Single by Randy Houser

from the album How Country Feels
- Released: March 4, 2013
- Recorded: 2013
- Genre: Country
- Length: 3:13
- Label: Stoney Creek
- Songwriters: Dallas Davidson; Ashley Gorley; Kelley Lovelace;
- Producer: Derek George

Randy Houser singles chronology
| "How Country Feels" (2012) | "Runnin' Outta Moonlight" (2013) | "Goodnight Kiss" (2013) |

= Runnin' Outta Moonlight =

"Runnin' Outta Moonlight" is a song recorded by American country music artist Randy Houser. It was released in March 2013 as the second single from his third studio album, How Country Feels.
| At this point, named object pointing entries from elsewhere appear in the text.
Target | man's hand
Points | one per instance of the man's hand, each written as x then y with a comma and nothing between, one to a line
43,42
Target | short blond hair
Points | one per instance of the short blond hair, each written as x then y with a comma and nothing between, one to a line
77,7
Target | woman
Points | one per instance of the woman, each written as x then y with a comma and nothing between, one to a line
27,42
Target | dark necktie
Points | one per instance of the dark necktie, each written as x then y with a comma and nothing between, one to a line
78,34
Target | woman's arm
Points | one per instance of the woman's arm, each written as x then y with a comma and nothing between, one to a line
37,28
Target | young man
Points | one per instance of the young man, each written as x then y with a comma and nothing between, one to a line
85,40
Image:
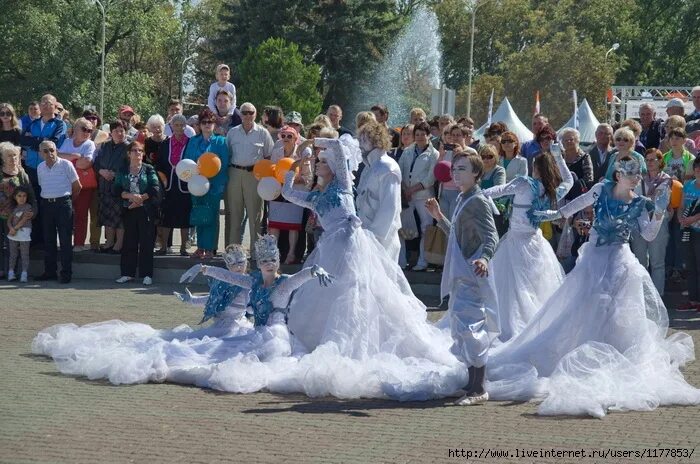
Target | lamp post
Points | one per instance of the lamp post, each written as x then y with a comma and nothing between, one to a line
614,47
182,75
476,5
102,77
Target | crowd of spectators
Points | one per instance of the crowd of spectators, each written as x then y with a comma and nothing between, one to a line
67,178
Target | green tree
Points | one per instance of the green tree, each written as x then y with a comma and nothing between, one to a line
275,74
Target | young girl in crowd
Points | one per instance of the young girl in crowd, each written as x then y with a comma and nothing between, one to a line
19,233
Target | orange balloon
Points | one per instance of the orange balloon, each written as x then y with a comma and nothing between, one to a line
264,168
209,164
282,169
676,194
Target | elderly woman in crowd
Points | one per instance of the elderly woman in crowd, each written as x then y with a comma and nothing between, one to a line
13,177
156,127
138,190
578,161
111,158
176,205
676,122
624,141
405,140
80,151
652,254
509,157
205,209
99,137
9,124
283,214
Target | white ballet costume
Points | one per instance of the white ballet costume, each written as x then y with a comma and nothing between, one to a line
525,268
600,341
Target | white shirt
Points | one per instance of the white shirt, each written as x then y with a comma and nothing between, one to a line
379,200
56,181
214,89
246,149
85,150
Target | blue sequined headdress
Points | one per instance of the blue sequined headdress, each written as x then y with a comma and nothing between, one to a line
235,255
629,167
266,249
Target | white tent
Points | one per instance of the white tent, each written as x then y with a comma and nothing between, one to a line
587,123
506,114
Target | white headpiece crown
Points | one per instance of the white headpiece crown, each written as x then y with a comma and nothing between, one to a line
235,254
266,249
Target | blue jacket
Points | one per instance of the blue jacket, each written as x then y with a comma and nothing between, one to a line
32,136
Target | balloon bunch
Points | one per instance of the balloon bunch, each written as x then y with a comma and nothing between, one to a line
271,177
197,174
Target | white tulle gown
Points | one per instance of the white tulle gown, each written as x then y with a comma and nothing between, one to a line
525,268
366,335
600,341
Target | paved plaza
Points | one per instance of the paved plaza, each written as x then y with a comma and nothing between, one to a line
51,418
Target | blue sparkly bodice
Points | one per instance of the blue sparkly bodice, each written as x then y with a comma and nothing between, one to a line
540,202
261,297
221,296
614,219
333,204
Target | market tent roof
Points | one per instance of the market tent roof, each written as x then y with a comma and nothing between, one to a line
506,114
587,123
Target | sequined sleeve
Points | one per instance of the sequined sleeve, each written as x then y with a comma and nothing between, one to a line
578,203
283,291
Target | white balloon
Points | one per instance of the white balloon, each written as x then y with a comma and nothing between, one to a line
198,185
186,169
269,189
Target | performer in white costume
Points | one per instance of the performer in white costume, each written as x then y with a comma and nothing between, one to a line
525,267
600,342
472,312
379,191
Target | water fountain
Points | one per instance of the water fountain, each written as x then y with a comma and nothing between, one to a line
410,69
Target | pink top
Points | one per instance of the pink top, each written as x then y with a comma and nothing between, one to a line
176,149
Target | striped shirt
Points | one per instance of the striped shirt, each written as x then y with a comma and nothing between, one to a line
56,181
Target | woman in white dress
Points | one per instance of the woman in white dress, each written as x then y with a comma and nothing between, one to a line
525,267
600,342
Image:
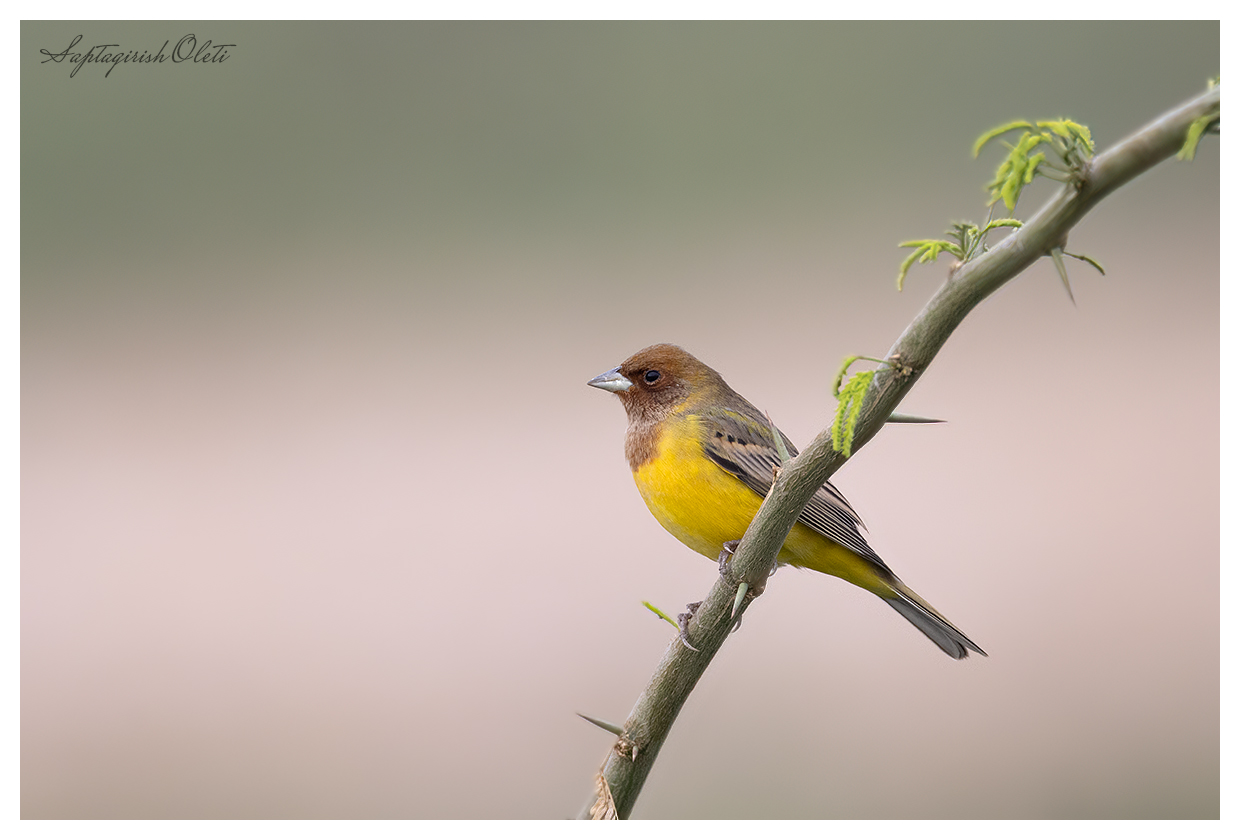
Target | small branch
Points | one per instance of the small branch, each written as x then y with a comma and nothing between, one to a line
652,716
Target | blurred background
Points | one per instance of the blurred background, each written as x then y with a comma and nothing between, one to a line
320,520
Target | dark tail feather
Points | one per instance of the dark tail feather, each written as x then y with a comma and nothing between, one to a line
926,618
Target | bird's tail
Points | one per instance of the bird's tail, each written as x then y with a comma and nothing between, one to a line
926,618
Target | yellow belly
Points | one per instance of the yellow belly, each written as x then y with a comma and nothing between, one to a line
704,506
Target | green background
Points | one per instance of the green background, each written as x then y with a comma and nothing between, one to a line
319,519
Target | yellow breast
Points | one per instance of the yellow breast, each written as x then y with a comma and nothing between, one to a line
704,506
698,503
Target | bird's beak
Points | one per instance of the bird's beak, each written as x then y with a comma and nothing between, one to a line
613,381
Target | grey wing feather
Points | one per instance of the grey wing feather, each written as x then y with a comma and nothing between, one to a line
730,443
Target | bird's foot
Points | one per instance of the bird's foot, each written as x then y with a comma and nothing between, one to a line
683,619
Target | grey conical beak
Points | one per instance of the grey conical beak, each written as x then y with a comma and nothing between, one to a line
613,381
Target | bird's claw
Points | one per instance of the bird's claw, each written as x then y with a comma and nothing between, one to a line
726,554
683,619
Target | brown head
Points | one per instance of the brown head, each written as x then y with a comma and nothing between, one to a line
651,384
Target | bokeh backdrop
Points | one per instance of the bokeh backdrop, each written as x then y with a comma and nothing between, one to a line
320,520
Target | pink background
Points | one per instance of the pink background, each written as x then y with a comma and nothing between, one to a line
320,520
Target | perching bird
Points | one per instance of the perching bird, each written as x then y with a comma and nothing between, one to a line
703,458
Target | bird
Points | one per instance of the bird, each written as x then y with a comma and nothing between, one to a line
703,459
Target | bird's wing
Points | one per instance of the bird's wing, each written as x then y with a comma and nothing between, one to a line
745,447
It was written by Dallas Davidson, Ashley Gorley, and Kelley Lovelace.

==Critical reception==
Billy Dukes of Taste of Country gave the song three and a half stars out of five, writing that "[Houser's] vocal performance demands attention and offers a pleasing reward in a story of two lovers enjoying a date in the country," adding "we’ve heard this same story 1,000 times, but it feels freshly pulled from a clean spring when Houser opens up." Alanna Conaway of Roughstock gave the song four stars out of five, saying that "it's an of-the-moment, spend-time-with-one-you-love kind of love song, one that has a delicious up-tempo sing-a-long melody and a nicely written lyrical cadence permed expertly by Randy Houser."

==Music video==
The music video was directed by Wes Edwards and premiered in May 2013.

==Chart performance==
"Runnin' Outta Moonlight" debuted at number 56 on the U.S. Billboard Country Airplay chart for the week of March 2, 2013. It also debuted at number 41 on the U.S. Billboard Hot Country Songs chart for the week of February 9, 2013. It also debuted at number 91 on the U.S. Billboard Hot 100 chart for the week of May 25, 2013. It also debuted at number 93 on the Canadian Hot 100 chart for the week of May 25, 2013. As of October 2013, the song has sold 1,028,000 copies in the US.

| Chart (2013) | Peak position |
|---|---|
| Canada Hot 100 (Billboard) | 44 |
| Canada Country (Billboard) | 1 |
| US Billboard Hot 100 | 24 |
| US Hot Country Songs (Billboard) | 3 |
| US Country Airplay (Billboard) | 1 |

===Year-end charts===

| Chart (2013) | Position |
|---|---|
| US Billboard Hot 100 | 98 |
| US Country Airplay (Billboard) | 17 |
| US Hot Country Songs (Billboard) | 10 |

==Certifications==

| Region | Certification | Certified units/sales |
| Canada (Music Canada) | Platinum | 80,000^{*} |
| United States (RIAA) | Platinum | 1,000,000^{‡} |
^{*} Sales figures based on certification alone. ^{‡} Sales+streaming figures based on certification alone.